- Directed by: Takashi Miike
- Written by: Tsutomu Shirado
- Starring: Claude Maki Kazuya Nakayama
- Cinematography: Kazunari Tanaka
- Edited by: Yasushi Shimamura
- Music by: Koji Endo
- Production companies: Maki Production Mediaworks
- Distributed by: Mediaworks
- Release date: September 29, 2007;
- Running time: 99 minutes
- Country: Japan
- Language: Japanese

= Detective Story (2007 film) =

Detective Story (探偵物語, Tantei monogatari) is a 2007 Japanese crime film directed by Takashi Miike.

==Plot==
Takashima Raita, known as a brilliant hacker, moves into a low-rent apartment next door to Kazama Raita, a man with the same given name who works as a private detective. A girl named Inoue Manami comes looking for the detective late at night but finds him drunk and unwilling to help so they agree to meet the next morning. She is then murdered on her walk home afterwards. The next morning Kazama does not meet with the girl but rather police detectives who have traced her last known location to his apartment. Kazama takes it upon himself to investigate the girl's death.

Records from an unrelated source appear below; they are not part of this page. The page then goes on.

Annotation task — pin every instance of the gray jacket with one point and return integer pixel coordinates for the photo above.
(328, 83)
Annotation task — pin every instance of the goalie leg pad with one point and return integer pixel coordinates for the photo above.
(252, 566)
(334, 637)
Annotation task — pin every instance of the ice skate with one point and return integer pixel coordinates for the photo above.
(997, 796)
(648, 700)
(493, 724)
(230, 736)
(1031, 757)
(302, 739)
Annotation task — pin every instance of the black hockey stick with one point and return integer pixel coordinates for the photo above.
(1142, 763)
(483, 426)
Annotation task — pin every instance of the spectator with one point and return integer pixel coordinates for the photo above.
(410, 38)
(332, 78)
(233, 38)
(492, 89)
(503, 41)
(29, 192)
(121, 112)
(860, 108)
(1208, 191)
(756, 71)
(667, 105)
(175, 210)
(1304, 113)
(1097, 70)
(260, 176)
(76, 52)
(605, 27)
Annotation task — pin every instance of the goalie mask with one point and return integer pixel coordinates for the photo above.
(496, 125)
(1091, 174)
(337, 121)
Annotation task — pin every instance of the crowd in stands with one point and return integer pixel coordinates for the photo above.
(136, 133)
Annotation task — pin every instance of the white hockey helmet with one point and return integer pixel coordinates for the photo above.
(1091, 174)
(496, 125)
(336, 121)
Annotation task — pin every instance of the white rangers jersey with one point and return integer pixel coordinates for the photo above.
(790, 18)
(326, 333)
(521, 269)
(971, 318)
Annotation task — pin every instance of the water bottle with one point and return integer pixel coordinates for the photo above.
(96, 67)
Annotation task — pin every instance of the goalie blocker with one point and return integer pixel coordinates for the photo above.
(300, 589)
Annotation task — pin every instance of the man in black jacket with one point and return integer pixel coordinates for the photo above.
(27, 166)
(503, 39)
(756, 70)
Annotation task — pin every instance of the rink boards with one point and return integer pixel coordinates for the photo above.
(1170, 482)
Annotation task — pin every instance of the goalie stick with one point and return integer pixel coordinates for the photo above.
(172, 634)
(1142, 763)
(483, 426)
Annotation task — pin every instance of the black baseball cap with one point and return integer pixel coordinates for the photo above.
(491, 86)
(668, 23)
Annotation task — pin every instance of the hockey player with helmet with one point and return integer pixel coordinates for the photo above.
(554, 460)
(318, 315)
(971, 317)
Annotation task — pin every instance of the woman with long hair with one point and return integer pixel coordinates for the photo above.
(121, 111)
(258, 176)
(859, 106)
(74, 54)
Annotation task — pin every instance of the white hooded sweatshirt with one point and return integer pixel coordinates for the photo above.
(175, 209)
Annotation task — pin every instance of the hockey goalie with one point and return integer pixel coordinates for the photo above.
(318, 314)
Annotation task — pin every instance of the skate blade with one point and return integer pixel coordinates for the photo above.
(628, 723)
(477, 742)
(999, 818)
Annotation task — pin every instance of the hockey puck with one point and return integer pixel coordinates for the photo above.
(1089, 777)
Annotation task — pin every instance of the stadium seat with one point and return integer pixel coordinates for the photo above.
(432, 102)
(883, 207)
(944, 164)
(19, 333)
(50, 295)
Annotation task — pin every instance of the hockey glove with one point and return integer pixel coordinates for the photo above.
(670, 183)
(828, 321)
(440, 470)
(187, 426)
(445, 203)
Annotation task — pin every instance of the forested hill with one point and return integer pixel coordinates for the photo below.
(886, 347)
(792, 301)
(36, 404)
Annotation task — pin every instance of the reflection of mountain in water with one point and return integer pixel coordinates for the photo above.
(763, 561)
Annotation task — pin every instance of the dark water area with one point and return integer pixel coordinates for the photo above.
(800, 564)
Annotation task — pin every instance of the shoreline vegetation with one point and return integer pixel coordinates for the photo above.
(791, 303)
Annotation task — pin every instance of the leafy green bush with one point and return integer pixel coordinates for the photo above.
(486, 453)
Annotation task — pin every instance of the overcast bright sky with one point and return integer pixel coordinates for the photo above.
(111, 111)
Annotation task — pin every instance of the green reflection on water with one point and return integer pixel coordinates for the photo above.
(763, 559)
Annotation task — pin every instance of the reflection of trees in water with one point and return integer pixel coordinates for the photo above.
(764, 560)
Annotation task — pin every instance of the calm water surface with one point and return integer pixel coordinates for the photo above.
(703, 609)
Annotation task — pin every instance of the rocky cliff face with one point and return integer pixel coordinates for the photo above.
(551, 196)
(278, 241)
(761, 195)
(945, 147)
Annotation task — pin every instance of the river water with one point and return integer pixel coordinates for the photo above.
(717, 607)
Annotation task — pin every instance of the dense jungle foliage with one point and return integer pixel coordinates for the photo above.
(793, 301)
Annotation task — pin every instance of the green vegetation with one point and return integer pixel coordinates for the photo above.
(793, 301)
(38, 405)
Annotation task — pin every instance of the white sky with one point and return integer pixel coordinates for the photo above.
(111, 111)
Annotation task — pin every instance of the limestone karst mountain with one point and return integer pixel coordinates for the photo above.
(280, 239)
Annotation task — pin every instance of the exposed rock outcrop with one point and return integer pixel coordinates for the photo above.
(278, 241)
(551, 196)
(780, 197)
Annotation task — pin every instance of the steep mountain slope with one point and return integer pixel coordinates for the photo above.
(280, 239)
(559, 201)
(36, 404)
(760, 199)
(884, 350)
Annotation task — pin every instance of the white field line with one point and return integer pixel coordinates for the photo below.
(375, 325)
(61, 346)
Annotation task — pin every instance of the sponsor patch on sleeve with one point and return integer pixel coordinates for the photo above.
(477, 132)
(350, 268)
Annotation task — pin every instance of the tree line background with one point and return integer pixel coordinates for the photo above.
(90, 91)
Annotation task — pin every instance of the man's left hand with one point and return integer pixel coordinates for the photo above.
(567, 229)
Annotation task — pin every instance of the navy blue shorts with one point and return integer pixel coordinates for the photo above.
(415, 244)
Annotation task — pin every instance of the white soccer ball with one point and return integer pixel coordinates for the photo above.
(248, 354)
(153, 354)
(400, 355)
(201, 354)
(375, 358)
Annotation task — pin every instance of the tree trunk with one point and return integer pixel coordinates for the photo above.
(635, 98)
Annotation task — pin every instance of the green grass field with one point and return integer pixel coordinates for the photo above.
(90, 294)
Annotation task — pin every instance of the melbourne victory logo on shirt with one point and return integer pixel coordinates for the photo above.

A second girl, Asanuma Ritsuko, is murdered and the police stake out Kazama's apartment. He avoids them and investigates an affair she was having with a bartender. The police link a third victim to this series of murders because they have all had different organs removed from their bodies. Kazama remains a suspect. Kazama visits Gamou, a convicted child killer whose skin was burned off by the father of one of his victims, in order to get clues about the new killer. Kazama then tracks down Takashima and convinces him to use his hacking skills to help in the investigation. The police raid the building and both Raitas are forced to flee into the sewers. A janitor finds Kazama Raita's "Kazama Lighter" and the Raitas hide out with the bartender.

They become interested in an elderly artist named Aoyama Yuki who paints religious imagery and is known as the "Master of Tragedy" and the "Artist of Madness". His newer work is noticeably different because Aoyama has begun to paint with the blood and ground flesh of corpses. At a local bath Kazama asks a female friend to help him locate the artist.

Back at the bartender's home Kazama is attacked by an unknown assailant. Police lift his fingerprints from the lighter and he is put on the wanted list. Kazama shows up at Takashima's place of work and when the police arrive he pretends to take Takashima hostage with a box cutter in order to escape.

Kazama's friend finds Aoyama Yuki's house and speaks with his daughter Maho. She discovers that the three victims were all fans of the artist. After Yuki's wife committed suicide he moved in with his lover Seto Masami, a housekeeper. She calls Kazama with this information and theorizes that Yuki's wife Chie was driven mad by his extramarital affair, causing her to commit suicide. Shortly afterward Yuki had a daughter named Maho with an art student named Akimura Mizuho and Maho now lives in a foster home. She calls back and says that Yuki also had a son with Seto Masami named Masakuni. Kazama begins to put the pieces together and drives to the artist's studio in Izu for the final encounter with the artist's family.

==Cast==
- Claude Maki as Takashima Raita
- Kazuya Nakayama as Kazama Raita

==Reception==
Ben Sachs of Mubi called the film "satisfying as genre filmmaking. Many of the murder sequences are indeed scary—and they're scary because of their atmosphere and manipulation of suspense; they contain surprisingly little gore."